Nei confusi rimandi dell'informazione leggiamo che lei racconta di un fratello e di un cugino che viaggiavano con lei e affogati, di un padre che ha mandato avanti loro ma che forse sarebbe stato in attesa di imbarcarsi, ed ancora altre notizie che filtrano come ricordi confusi della bimba e su cui la procuratrice Claudia Caramanna dovrà indagare, trovare conferma o accertare,se possibile, la realtà della sua giovane vita.
La nostra Jacinta, con l'energia vitale che hanno i bambini che rende la loro ripresa sempre imprevedibile (perché a 11 anni si è ancora bambini), arrivata all'hotspot di Lampedusa ha giocato con ragazzi e ragazze della sua età per poi disegnare con i colori che le sono stati donati la bandiera bianca rossa e azzurra della Sierra Leone ed altro che parla della sua vita precedente.
Ricostruito ciò che abbiamo imparato della rinascita di Jacinta, divenuta Yasmine nel mare all’Italia, non c’è da stupirsi che proprio il miracolo della sua salvezza, la nebbia della sua memoria, abbia dato vita ad una curiosità, umana ed in buona fede ma non solo che ha fatto scegliere di trasferirla da Lampedusa ad una casa d’accoglienza nel Trapanese, nel desiderio di garantirle normalità, recupero di sicurezza, serenità e di poter sapere da lei, e anche attraverso ricerche mirate, tutto quanto è possibile della sua storia: sulla possibile esistenza di una famiglia, sul suo viaggio su quel barchino affondato e tanto d’altro recuperabile.
Forse, leggiamo, neanche Trapani sia ritenuta la garanzia di anonimato fuori da occhi indiscreti e che si stia, per questo, cercando una nuova collocazione.
Sapere tutto quanto è possibile su Jacinta è il percorso imprescindibile per progettare il suo futuro.
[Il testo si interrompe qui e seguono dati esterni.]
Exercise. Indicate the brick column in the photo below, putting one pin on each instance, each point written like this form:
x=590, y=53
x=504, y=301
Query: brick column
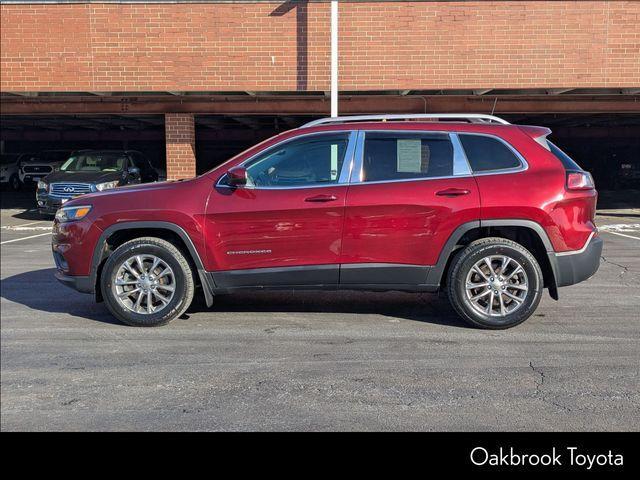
x=181, y=145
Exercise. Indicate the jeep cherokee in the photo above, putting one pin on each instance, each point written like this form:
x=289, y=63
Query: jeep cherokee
x=490, y=212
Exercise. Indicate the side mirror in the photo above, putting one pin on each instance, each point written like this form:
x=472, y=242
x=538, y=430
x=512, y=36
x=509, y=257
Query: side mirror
x=237, y=176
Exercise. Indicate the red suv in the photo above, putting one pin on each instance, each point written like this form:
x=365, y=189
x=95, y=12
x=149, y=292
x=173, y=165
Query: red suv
x=488, y=211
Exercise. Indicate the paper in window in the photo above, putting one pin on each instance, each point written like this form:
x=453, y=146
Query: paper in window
x=409, y=153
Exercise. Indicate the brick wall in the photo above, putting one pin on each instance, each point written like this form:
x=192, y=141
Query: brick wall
x=180, y=139
x=285, y=46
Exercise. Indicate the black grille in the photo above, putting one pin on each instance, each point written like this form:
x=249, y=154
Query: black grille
x=69, y=190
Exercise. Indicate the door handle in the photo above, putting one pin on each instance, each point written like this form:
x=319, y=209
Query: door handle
x=453, y=192
x=321, y=198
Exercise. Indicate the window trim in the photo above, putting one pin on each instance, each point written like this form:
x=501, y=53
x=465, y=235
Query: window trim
x=497, y=171
x=343, y=177
x=460, y=163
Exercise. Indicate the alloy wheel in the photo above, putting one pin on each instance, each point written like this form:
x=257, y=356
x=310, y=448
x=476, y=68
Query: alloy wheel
x=144, y=284
x=496, y=285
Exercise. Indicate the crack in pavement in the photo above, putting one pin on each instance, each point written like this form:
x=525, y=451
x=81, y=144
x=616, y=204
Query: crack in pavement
x=539, y=388
x=624, y=269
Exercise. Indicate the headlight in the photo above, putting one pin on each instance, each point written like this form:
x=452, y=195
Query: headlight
x=106, y=185
x=68, y=214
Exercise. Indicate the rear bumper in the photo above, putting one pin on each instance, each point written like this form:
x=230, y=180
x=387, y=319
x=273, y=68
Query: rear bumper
x=80, y=283
x=575, y=267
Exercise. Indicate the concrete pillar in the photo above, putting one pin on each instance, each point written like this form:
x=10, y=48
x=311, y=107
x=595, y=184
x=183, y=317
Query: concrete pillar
x=181, y=145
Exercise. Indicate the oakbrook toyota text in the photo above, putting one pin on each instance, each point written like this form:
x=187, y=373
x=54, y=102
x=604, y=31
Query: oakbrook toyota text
x=572, y=456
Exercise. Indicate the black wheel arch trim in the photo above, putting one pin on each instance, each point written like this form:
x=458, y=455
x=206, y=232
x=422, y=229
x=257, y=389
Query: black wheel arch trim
x=437, y=272
x=99, y=251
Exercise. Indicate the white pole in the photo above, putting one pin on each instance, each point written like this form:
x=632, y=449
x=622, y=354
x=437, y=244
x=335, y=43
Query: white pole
x=334, y=58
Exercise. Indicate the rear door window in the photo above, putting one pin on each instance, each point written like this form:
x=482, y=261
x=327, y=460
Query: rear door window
x=406, y=156
x=488, y=154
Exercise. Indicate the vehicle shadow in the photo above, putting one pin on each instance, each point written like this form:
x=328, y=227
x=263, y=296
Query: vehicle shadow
x=38, y=290
x=427, y=308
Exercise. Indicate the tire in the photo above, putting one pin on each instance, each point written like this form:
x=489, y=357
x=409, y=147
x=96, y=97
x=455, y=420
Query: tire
x=15, y=183
x=148, y=249
x=506, y=311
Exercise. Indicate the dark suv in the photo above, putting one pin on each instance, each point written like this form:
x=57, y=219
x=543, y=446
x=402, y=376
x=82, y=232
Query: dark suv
x=89, y=171
x=492, y=213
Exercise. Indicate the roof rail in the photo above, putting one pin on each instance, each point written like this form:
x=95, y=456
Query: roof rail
x=469, y=117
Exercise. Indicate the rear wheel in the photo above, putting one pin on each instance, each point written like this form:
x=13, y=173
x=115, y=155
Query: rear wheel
x=147, y=282
x=495, y=283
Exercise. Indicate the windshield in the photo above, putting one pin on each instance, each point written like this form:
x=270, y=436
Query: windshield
x=95, y=162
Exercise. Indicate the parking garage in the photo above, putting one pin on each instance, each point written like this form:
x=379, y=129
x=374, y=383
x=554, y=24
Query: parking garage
x=600, y=129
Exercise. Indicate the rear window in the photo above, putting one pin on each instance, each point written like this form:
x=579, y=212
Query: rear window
x=567, y=161
x=487, y=153
x=400, y=156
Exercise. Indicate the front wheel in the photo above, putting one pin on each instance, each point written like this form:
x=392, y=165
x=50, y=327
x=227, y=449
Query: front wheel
x=495, y=283
x=147, y=282
x=15, y=182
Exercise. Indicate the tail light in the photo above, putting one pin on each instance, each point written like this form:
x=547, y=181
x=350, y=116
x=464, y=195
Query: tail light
x=579, y=181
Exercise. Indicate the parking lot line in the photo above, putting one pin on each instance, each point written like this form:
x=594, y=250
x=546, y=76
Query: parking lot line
x=622, y=235
x=25, y=238
x=26, y=224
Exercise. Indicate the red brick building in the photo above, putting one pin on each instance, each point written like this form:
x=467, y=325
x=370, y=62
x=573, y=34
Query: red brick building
x=210, y=72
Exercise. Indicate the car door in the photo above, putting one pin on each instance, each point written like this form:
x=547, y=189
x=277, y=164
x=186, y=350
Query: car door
x=409, y=191
x=285, y=226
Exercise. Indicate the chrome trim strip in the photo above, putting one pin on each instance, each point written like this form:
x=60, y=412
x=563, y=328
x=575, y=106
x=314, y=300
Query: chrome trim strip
x=356, y=173
x=470, y=117
x=460, y=163
x=577, y=252
x=347, y=164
E’ quindi certamente comprensibile come il silenzio, il non dare spazio a curiosità invasiva e perniciosa sia indispensabile, ma è altrettanto vero, come troppe esperienze, insegnano che si può avere paura che il silenzio, l’assenza di un “controllo” dell’opinione pubblica possa significare disinteresse, caduta della tensione umana che rende questa storia così a sé da avere diritto e non simbolicamente ma umanamente di risposte all’altezza di un futuro credibile.
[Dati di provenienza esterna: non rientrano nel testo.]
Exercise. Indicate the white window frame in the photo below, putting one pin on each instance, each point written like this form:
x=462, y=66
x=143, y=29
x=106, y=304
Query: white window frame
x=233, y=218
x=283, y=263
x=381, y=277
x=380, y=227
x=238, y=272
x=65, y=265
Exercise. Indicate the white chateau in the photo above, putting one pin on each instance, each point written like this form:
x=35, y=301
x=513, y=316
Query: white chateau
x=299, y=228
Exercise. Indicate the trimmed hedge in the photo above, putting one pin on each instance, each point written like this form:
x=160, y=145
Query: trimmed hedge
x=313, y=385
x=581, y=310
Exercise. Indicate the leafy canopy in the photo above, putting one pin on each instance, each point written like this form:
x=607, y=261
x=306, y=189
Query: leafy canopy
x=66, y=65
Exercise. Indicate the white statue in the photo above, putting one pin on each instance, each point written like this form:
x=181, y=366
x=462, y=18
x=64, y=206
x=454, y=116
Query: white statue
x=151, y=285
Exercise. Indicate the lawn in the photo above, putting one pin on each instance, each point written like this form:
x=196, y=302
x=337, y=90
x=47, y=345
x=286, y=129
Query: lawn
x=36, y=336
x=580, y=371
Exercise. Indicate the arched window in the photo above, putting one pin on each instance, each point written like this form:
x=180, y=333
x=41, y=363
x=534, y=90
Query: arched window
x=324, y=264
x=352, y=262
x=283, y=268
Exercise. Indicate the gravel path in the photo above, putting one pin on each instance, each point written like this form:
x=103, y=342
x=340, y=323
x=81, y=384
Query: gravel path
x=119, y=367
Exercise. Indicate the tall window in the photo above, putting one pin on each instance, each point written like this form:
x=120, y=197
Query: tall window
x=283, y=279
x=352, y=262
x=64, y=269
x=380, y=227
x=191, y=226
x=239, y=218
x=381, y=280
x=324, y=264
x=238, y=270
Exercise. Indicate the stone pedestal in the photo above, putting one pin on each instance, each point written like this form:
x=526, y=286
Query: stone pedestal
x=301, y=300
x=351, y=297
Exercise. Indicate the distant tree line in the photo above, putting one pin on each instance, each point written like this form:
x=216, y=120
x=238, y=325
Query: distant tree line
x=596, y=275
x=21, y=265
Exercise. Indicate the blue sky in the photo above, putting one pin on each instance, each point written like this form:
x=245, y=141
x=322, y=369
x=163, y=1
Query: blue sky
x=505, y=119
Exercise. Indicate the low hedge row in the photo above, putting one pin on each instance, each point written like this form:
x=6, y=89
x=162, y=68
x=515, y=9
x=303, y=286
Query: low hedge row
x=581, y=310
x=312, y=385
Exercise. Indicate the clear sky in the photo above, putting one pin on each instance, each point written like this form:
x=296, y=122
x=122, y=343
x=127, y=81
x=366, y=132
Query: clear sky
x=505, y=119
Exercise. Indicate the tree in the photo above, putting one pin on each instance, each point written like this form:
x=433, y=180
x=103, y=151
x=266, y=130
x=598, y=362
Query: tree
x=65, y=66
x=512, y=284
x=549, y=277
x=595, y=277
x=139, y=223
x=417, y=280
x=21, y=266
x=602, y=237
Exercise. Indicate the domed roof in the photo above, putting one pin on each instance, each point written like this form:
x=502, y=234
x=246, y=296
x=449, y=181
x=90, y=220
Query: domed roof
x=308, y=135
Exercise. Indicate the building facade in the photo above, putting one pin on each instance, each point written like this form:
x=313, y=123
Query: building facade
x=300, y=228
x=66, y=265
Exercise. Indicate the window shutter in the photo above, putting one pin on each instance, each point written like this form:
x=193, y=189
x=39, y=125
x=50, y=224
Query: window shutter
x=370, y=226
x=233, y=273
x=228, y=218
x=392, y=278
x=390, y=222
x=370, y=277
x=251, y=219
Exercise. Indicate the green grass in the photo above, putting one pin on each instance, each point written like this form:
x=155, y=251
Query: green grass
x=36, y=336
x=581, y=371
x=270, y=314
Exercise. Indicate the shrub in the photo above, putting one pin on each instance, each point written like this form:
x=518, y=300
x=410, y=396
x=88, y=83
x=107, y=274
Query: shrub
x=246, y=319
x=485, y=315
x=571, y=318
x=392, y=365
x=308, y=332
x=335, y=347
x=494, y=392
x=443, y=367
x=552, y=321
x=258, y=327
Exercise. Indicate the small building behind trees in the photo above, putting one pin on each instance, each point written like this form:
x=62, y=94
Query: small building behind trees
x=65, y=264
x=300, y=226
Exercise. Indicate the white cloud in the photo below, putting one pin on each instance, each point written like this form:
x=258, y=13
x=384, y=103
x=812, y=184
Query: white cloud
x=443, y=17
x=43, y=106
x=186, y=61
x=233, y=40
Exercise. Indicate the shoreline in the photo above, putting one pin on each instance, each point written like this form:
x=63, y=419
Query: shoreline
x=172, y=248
Viviamo in un tempo in cui la paura dell’emigrazione, il rifiuto di una gestione umana del fenomeno, come dimostra la prigione Albania, e anche di un approccio che con intelligenza tenga anche conto degli interessi possibili per i paesi d’arrivo come l’Italia, non danno nessuna certezza che ”la gestione” della storia di Jacinta sia, per chi ne ha la responsabilità, un lavoro facile e soprattutto facilitato. Serviranno mezzi, aperture, disponibilità e responsabilità, per ricostruire il passato e soprattutto progettare il futuro sereno di questa bambina. Temere che il silenzio possa divenire disimpegno non è sfiducia in chi se ne occupa ma sapere quanto sia difficile andare controcorrente e come spesso non basti la testardaggine ma occorra l’alleanza e disponibilità della società nel suo complesso. Auguri piccola Jacinta ..attendendo tue nuove e buone notizie.